For the highest-quality images, set --height 2048 --width 2048 and
--sampler-preset V4_QUALITY_48.
Safety screening with Hive
Prompt and output safety screening is performed via Hive.
Sign up and create a Text Moderation key and a Visual Content Moderation key,
then export them as HIVE_TEXT_MODERATION_KEY and HIVE_VISUAL_MODERATION_KEY
(or pass them via --hive-text-key / --hive-visual-key).
python run_inference.py \
--prompt "an isometric illustration of a tiny city floating in the clouds" \
--output out.png \
--quantization "nf4" \
--magic-prompt-key "$MAGIC_PROMPT_API_KEY" \
--hive-text-key "$HIVE_TEXT_MODERATION_KEY" \
--hive-visual-key "$HIVE_VISUAL_MODERATION_KEY"

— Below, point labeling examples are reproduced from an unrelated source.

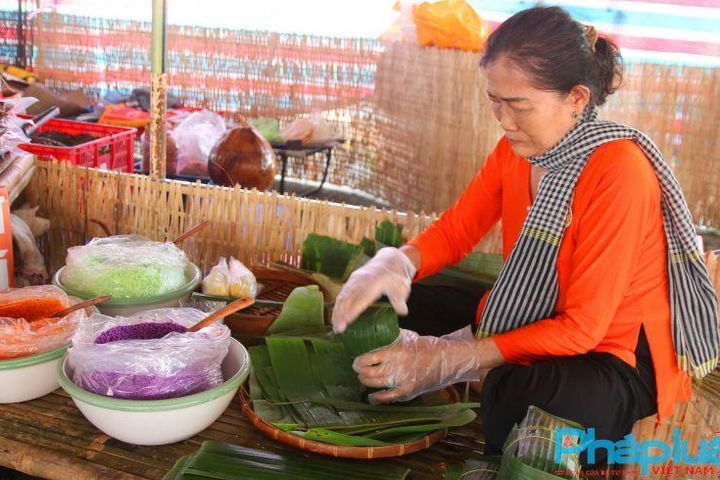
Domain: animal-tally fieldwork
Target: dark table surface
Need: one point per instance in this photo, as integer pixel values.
(50, 438)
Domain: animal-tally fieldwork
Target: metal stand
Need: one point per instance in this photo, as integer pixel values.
(284, 151)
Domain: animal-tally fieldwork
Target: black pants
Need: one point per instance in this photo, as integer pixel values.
(595, 389)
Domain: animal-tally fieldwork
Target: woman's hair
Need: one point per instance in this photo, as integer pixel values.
(555, 51)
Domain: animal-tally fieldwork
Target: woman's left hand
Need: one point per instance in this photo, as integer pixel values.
(415, 365)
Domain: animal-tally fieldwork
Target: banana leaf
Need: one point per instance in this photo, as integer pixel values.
(456, 420)
(337, 438)
(376, 327)
(474, 468)
(303, 310)
(475, 273)
(329, 256)
(291, 364)
(222, 461)
(306, 384)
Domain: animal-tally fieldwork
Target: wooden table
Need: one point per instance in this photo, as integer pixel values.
(50, 438)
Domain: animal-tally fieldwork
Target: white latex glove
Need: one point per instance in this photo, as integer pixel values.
(389, 272)
(416, 365)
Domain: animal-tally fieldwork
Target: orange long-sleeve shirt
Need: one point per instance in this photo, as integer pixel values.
(611, 265)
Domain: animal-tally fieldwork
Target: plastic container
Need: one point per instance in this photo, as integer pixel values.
(112, 150)
(160, 422)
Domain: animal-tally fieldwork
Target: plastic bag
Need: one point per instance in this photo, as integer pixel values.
(230, 279)
(217, 281)
(195, 136)
(134, 364)
(31, 264)
(242, 281)
(311, 130)
(124, 266)
(529, 450)
(25, 328)
(450, 24)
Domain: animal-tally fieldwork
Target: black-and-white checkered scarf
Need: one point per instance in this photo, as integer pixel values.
(527, 288)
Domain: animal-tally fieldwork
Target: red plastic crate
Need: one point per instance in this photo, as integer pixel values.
(113, 149)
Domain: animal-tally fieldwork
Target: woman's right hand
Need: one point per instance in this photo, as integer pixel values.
(389, 272)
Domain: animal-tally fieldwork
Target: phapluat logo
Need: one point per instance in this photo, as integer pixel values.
(650, 455)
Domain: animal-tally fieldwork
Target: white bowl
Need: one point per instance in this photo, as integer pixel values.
(28, 378)
(159, 422)
(124, 307)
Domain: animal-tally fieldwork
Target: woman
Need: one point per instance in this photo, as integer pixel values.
(603, 310)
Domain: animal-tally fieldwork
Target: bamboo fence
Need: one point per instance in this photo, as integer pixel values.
(255, 227)
(416, 119)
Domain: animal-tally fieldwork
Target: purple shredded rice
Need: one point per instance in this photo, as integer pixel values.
(139, 386)
(139, 331)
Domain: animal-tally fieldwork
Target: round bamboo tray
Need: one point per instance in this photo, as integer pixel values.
(360, 453)
(276, 285)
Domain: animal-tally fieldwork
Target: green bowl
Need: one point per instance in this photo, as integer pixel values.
(127, 306)
(160, 422)
(31, 377)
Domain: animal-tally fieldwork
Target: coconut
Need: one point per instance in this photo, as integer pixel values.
(242, 157)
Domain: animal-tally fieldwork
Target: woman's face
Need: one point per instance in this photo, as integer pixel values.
(534, 120)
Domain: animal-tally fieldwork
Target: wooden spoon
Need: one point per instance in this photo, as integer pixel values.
(79, 306)
(190, 232)
(233, 307)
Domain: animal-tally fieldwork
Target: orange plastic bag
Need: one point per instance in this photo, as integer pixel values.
(450, 24)
(119, 114)
(25, 328)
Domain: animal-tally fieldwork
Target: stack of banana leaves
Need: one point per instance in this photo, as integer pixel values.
(222, 461)
(331, 261)
(302, 381)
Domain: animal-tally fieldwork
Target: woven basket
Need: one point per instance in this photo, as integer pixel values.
(361, 453)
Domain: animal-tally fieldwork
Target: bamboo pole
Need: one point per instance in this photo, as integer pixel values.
(158, 91)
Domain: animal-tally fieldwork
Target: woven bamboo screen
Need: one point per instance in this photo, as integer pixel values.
(253, 226)
(417, 120)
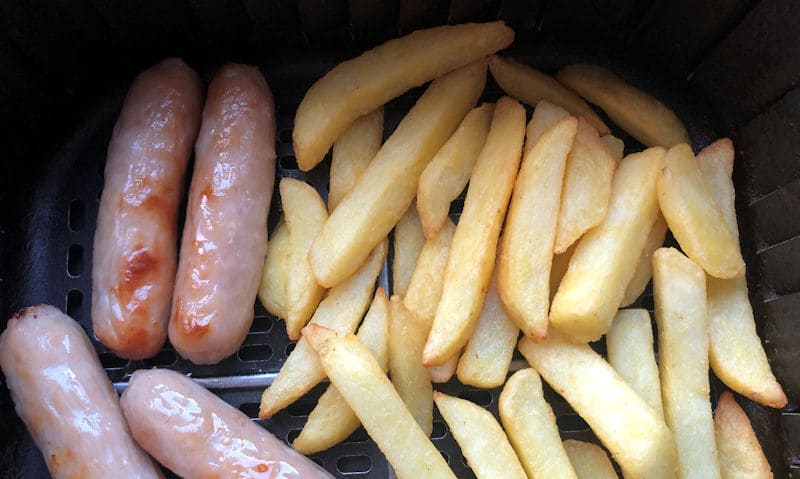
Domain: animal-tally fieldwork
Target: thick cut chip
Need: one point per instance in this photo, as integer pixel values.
(352, 154)
(736, 354)
(474, 247)
(605, 258)
(679, 290)
(644, 117)
(360, 380)
(483, 442)
(448, 172)
(531, 86)
(332, 421)
(358, 86)
(740, 454)
(630, 353)
(305, 214)
(388, 185)
(341, 310)
(531, 426)
(526, 252)
(694, 217)
(627, 426)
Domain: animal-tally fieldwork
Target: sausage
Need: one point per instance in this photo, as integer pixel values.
(225, 235)
(134, 258)
(197, 435)
(64, 397)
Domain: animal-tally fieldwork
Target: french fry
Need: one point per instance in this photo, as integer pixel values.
(388, 185)
(644, 268)
(589, 460)
(637, 437)
(644, 117)
(352, 153)
(602, 265)
(305, 214)
(272, 289)
(341, 310)
(332, 421)
(615, 146)
(679, 289)
(408, 243)
(448, 172)
(483, 442)
(735, 351)
(740, 454)
(531, 86)
(355, 87)
(694, 217)
(526, 252)
(587, 187)
(630, 353)
(410, 378)
(485, 360)
(545, 116)
(360, 380)
(531, 427)
(474, 246)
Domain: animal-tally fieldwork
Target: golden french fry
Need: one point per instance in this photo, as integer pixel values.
(644, 268)
(645, 118)
(448, 172)
(332, 421)
(410, 378)
(305, 214)
(272, 289)
(627, 426)
(587, 187)
(615, 146)
(388, 185)
(359, 378)
(352, 153)
(483, 442)
(545, 116)
(408, 243)
(531, 86)
(531, 427)
(602, 265)
(526, 251)
(740, 454)
(589, 460)
(484, 362)
(355, 87)
(341, 310)
(630, 353)
(474, 246)
(694, 217)
(679, 289)
(735, 351)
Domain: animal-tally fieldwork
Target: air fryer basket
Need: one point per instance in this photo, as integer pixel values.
(727, 67)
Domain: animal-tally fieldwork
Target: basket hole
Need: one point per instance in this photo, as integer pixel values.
(255, 352)
(571, 423)
(75, 303)
(478, 396)
(354, 464)
(75, 260)
(76, 215)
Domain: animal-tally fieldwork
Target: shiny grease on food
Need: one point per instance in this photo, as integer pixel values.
(197, 435)
(65, 399)
(134, 258)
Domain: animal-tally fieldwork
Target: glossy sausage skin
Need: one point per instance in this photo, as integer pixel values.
(225, 234)
(134, 258)
(197, 435)
(64, 397)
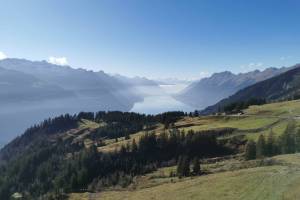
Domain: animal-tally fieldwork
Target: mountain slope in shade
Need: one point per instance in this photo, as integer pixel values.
(32, 91)
(281, 87)
(210, 90)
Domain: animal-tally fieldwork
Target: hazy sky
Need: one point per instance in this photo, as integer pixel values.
(153, 38)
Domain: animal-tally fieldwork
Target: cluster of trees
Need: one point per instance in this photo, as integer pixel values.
(240, 105)
(184, 166)
(288, 142)
(47, 167)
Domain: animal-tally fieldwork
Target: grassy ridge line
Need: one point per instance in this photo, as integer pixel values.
(280, 181)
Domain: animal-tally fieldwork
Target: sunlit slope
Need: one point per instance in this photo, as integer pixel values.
(278, 181)
(256, 120)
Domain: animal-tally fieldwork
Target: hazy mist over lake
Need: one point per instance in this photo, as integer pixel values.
(158, 101)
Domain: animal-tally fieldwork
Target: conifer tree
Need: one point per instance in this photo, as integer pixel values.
(250, 150)
(134, 147)
(297, 140)
(270, 145)
(287, 140)
(261, 147)
(196, 166)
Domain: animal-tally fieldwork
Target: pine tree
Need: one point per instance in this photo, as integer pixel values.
(261, 147)
(134, 146)
(297, 141)
(180, 166)
(250, 150)
(270, 145)
(288, 139)
(196, 166)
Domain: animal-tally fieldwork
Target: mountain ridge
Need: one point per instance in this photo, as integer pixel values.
(285, 86)
(210, 90)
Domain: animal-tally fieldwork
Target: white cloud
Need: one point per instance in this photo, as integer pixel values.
(2, 55)
(252, 66)
(58, 60)
(282, 58)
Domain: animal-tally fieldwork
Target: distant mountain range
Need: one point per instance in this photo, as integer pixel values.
(282, 87)
(32, 91)
(209, 91)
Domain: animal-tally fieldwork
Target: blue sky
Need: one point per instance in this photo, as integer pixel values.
(154, 38)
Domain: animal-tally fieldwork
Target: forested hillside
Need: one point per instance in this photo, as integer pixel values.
(285, 86)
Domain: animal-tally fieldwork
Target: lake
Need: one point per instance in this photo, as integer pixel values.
(161, 100)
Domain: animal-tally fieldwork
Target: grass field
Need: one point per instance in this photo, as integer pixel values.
(232, 179)
(255, 118)
(276, 182)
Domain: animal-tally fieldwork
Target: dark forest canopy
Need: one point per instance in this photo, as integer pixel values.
(35, 165)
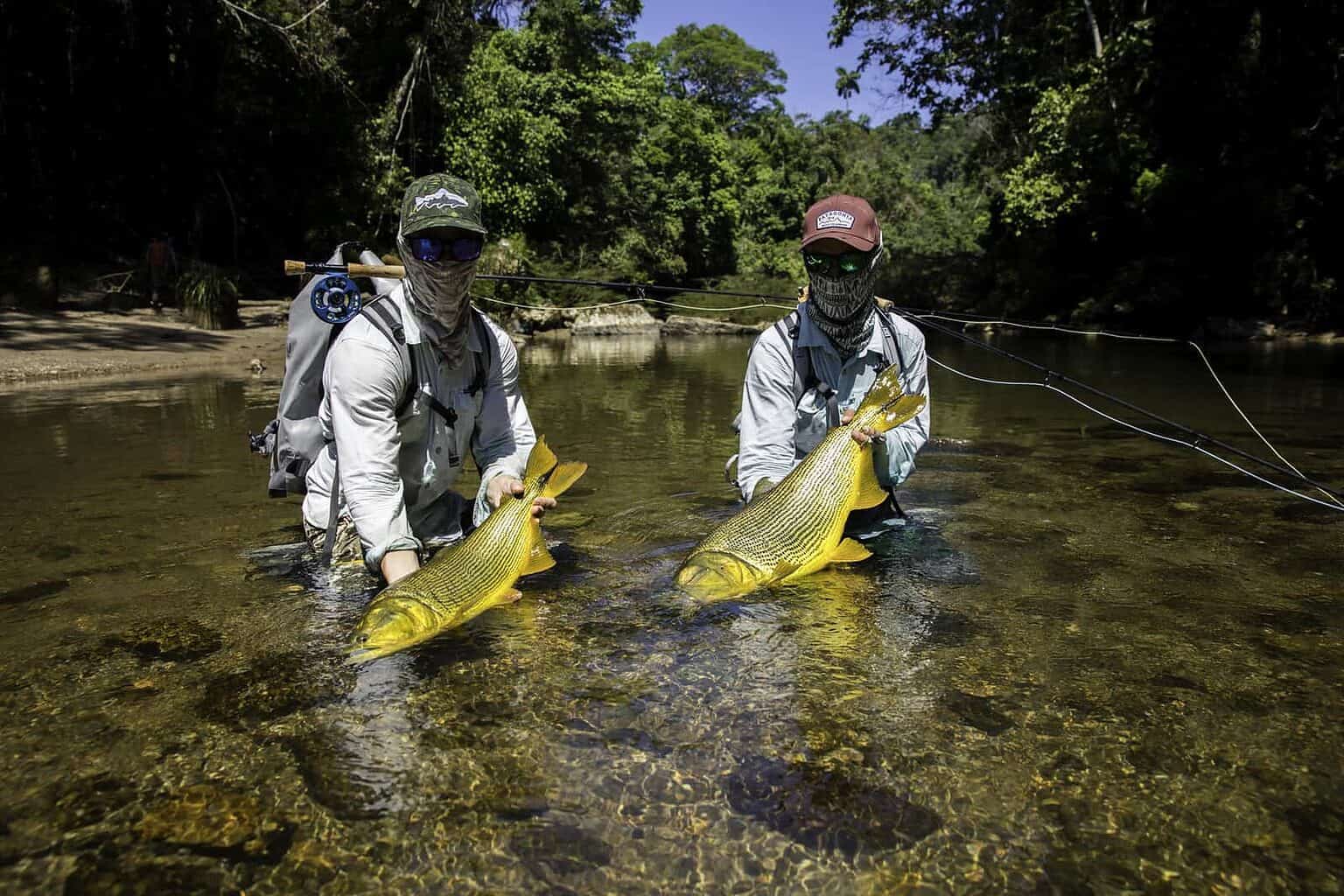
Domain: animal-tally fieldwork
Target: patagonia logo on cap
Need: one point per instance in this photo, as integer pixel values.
(441, 198)
(834, 218)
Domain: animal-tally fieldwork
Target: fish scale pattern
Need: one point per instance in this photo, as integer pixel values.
(800, 516)
(488, 559)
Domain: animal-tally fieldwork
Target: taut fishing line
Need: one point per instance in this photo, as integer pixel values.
(927, 318)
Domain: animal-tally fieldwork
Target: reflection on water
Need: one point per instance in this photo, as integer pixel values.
(1086, 664)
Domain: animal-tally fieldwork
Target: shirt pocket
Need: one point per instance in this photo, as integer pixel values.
(466, 409)
(809, 424)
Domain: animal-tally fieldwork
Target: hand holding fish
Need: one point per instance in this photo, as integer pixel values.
(501, 485)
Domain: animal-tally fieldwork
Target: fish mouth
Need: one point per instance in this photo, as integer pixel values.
(714, 575)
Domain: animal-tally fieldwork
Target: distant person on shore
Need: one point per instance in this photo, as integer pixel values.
(163, 269)
(408, 396)
(808, 373)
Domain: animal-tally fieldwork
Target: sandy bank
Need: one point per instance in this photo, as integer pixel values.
(39, 346)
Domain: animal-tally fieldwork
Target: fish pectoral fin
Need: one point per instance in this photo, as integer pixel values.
(562, 477)
(541, 559)
(850, 551)
(869, 491)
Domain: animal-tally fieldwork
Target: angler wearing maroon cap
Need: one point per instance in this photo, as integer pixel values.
(809, 371)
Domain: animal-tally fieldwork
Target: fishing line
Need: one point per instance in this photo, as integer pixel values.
(1199, 351)
(1138, 429)
(927, 318)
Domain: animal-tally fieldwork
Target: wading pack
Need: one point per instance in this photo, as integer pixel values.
(295, 437)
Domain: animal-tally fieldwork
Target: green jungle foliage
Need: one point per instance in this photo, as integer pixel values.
(1086, 160)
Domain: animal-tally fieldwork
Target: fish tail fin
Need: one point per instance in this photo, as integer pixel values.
(541, 461)
(562, 477)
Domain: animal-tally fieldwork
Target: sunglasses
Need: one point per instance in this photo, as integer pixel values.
(430, 248)
(840, 265)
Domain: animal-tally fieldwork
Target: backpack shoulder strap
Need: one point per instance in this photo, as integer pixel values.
(486, 339)
(388, 320)
(890, 344)
(802, 375)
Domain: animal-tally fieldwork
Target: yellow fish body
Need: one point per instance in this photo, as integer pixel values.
(799, 527)
(471, 577)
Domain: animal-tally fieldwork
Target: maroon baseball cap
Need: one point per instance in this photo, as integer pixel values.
(844, 218)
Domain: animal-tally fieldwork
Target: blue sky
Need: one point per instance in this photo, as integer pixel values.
(796, 32)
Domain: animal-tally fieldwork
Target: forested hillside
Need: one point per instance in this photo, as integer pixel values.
(1092, 160)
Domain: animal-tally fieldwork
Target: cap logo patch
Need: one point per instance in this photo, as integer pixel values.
(441, 198)
(835, 218)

For sampler presets, parameter reference, and optimization tips, see docs/inference.md.
Model Summary
Ideogram 4 is a foundation model trained entirely from scratch, not a fine-tune or distillation of any existing checkpoint. It is a flow-matching text-to-image model built on a fully single-stream Diffusion Transformer (DiT) architecture.
Architecture:
- Fully single-stream DiT. Text and image tokens are concatenated into one unified sequence and processed through the same 34-layer transformer, with no separate text or image branches. This enables deep cross-modal interaction at every layer.
- Vision-language model as text encoder. Instead of a text-only encoder like CLIP or T5, Ideogram 4 uses Qwen3-VL-8B-Instruct, a full vision-language model that provides far richer understanding of visual concepts. Hidden states are extracted from 13 intermediate layers and concatenated, giving the model multi-scale semantic features ranging from surface-level token information to deep compositional understanding.
- Dual-branch classifier-free guidance. The conditional (positive) and unconditional (negative) branches can be independently refined, enabling separate control over prompt adherence and image quality.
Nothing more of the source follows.